En 1965, Lotus a repris l’ascendant, et la Brabham BT11, moins avancée technologiquement, a été dépassée. Gurney a cependant tiré le meilleur parti de sa voiture, montant sur le podium lors des cinq derniers Grands Prix et terminant quatrième du championnat. Néanmoins, rien ne pouvait égaler la joie de sa première victoire avec Brabham à Rouen en 1964. Gurney a ensuite tiré les leçons de son expérience avec l’équipe pour se lancer dans de nouveaux projets…

Quitter Brabham pour développer All American Racers en Formule 1, sous le nom d’Anglo American Racers, était typique de Dan Gurney. Une aventure audacieuse avec une voiture magnifique, l’Eagle, initialement équipée d’un Climax de 2,8 litres, puis dotée du puissant mais complexe V12 Weslake de 3 litres.

Gurney a remporté une course à Spa-Francorchamps, mais son départ de Brabham lui a peut-être coûté deux titres mondiaux, car il était plus rapide que Jack Brabham et son successeur, Denny Hulme, qui ont remporté les championnats de 1966 et 1967 respectivement.

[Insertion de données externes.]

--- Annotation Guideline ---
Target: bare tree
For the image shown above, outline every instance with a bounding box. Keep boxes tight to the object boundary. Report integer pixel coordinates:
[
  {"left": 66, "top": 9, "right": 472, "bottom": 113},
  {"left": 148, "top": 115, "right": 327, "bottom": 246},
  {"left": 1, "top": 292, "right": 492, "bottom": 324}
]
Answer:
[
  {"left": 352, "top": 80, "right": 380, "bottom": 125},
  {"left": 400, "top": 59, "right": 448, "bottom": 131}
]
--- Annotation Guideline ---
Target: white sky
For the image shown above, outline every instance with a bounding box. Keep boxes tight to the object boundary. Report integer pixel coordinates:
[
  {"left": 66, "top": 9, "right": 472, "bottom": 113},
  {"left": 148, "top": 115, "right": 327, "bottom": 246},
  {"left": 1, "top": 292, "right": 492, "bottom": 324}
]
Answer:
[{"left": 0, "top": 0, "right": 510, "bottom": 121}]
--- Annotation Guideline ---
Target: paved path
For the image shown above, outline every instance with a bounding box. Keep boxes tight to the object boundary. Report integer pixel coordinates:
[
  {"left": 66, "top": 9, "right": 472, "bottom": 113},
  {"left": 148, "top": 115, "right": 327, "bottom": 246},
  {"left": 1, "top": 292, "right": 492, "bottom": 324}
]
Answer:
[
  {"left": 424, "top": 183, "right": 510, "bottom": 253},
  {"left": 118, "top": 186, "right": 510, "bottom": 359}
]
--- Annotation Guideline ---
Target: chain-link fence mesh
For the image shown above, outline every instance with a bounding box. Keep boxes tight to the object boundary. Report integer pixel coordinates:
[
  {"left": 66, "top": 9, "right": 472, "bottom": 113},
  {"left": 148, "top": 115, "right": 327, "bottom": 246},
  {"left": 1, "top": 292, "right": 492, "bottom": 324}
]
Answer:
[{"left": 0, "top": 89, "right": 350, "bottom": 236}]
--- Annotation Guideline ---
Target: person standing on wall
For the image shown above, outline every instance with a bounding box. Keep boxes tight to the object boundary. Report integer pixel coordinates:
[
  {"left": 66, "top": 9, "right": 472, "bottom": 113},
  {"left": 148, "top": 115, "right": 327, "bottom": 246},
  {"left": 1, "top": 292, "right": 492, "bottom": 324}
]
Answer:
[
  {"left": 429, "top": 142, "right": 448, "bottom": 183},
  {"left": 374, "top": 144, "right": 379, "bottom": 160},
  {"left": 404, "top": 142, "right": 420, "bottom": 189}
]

Les F1 Eagles ont échoué en 1968, et AAR a utilisé une McLaren privée pour les trois derniers Grands Prix. Après une année consacrée à la campagne Indycar d’AAR en 1969, Gurney est brièvement revenu en F1 au milieu des années 1970 pour remplacer le tragiquement disparu Bruce McLaren, mais l’attrait de la Formule 1 s’était estompé. Gurney s’était alors pleinement consacré à son rôle de constructeur et de propriétaire d’équipe de l’autre côté de l’Atlantique.